Don’t you love arguments when you and the other person are arguing over facts.
Somebody is wrong, but it’s impossible to persuade them if they believe the fact.
For example, I’m yacking about James Bond movies with a friend and I say my favorite was Casino Royale with Brad Pitt.
My friend bristles and says “What are you talking about? Brad wasn’t Bond It was Daniel Craig.”
I reply “that’s nonsense. It was Brad.”
In case you don’t know, Daniel Craig played Bond.
It’s a silly argument based on mistaken fact.
These days smartphones are an instant arbiter. The argument ends with a “let’s Google it.”
If Google isn’t accessible the argument can go in circles.
Been there, done that.
These days, instead of arguing in circles with no agreement in sight, I capitulate with “okay, you’re right” while thinking to myself “nope, I’m right.”
I’ll cave for the sake of moving on.
Most arguments and debates aren’t so easily solved.
We search in Google but end up with many different opinions and suggestions.
Who is right?
Take SEO as an example.
I’m sure fights have broken out at SEO conferences over SEO arguments.
When someone is about to take a swing, that’s probably a good time to capitulate with a “okay, you’re right.”
As far as I’m concerned, a slug to the snout isn’t worth being right.

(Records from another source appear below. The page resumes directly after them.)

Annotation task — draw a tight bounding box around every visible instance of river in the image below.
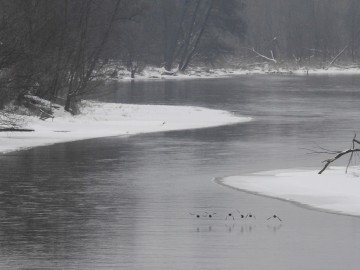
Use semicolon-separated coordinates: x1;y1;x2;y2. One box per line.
0;76;360;270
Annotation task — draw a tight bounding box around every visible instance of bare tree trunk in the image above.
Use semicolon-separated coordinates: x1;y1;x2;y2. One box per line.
179;0;214;71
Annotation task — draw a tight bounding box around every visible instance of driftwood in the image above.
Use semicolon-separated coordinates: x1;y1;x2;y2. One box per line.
314;133;360;174
247;48;277;64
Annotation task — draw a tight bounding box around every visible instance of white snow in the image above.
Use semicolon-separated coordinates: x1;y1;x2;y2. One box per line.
221;167;360;216
105;65;360;81
0;101;251;153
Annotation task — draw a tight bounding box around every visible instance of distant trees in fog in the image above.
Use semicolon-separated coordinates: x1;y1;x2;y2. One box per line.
240;0;360;66
0;0;360;113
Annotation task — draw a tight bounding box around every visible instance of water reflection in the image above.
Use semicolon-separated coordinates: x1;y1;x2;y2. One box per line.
0;77;360;270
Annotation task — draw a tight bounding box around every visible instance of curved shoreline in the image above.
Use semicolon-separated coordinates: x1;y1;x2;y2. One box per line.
218;167;360;218
0;101;252;154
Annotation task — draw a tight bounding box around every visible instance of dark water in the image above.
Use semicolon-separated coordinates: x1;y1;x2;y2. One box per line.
0;76;360;270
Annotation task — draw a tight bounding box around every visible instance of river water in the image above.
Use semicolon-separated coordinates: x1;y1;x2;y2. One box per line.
0;76;360;270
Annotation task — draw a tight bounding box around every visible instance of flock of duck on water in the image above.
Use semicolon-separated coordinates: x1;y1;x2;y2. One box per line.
189;210;282;222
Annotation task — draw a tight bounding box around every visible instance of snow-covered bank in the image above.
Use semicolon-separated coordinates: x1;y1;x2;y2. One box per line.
0;101;251;153
105;66;360;81
219;167;360;216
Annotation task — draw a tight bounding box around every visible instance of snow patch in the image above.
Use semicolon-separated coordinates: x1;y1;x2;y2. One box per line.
220;167;360;216
0;101;251;153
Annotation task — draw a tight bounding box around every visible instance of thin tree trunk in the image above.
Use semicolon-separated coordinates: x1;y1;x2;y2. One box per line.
180;0;214;71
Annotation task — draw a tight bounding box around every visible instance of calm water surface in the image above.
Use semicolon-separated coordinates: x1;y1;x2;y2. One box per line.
0;76;360;270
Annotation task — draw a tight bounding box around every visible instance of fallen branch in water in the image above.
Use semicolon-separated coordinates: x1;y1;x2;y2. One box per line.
314;133;360;174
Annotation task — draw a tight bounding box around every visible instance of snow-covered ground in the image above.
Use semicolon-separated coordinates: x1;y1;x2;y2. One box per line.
0;101;251;153
105;65;360;81
219;167;360;216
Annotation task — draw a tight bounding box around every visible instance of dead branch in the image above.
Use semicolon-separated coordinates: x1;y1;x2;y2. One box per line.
329;44;349;66
318;133;360;174
247;48;277;64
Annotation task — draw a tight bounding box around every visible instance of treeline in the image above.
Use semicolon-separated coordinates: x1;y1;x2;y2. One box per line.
0;0;245;111
0;0;360;110
239;0;360;67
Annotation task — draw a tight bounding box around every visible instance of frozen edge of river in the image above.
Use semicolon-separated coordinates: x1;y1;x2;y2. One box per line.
215;167;360;217
0;101;251;153
106;67;360;82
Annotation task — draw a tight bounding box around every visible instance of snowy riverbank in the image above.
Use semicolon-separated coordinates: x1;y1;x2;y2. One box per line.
219;167;360;216
105;65;360;81
0;101;251;153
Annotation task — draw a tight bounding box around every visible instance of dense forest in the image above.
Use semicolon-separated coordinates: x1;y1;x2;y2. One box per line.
0;0;360;111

Site speed strategies and tactics are also hotly debated
For the past week I’ve been working on cleaning up sites and moving over to Gutenberg from Elementor. I plan on using Gutenberg for regular posts going forward as well.
For example, I’ve ditched Yoast SEO for The SEO Framework plugin (formerly Autodescription). I’m told SEO Framework is leaner.
I started cleaning up sites and improving speed mid last year.
The ditching Yoast delay was due to my using Yoast’s redirection feature. I wasn’t sure what to do with all those redirects. I was too busy at the time to deal with it.
Turns out Kinsta hosting has a redirect feature. It’s server-side which apparently is better than doing redirects via plugin such as Yoast or Redirection plugins. Problem solved.
I exported the Yoast (and Redirection plugin) redirects and imported them into Kinsta hosting. Problem solved. Yoast is toast.
The Gutenberg delay was due to it being “challenging”.
And it is, but I think I’m past the “how the heck does this thing work” stage and moving into “this is pretty cool, but still figuring it out” stage.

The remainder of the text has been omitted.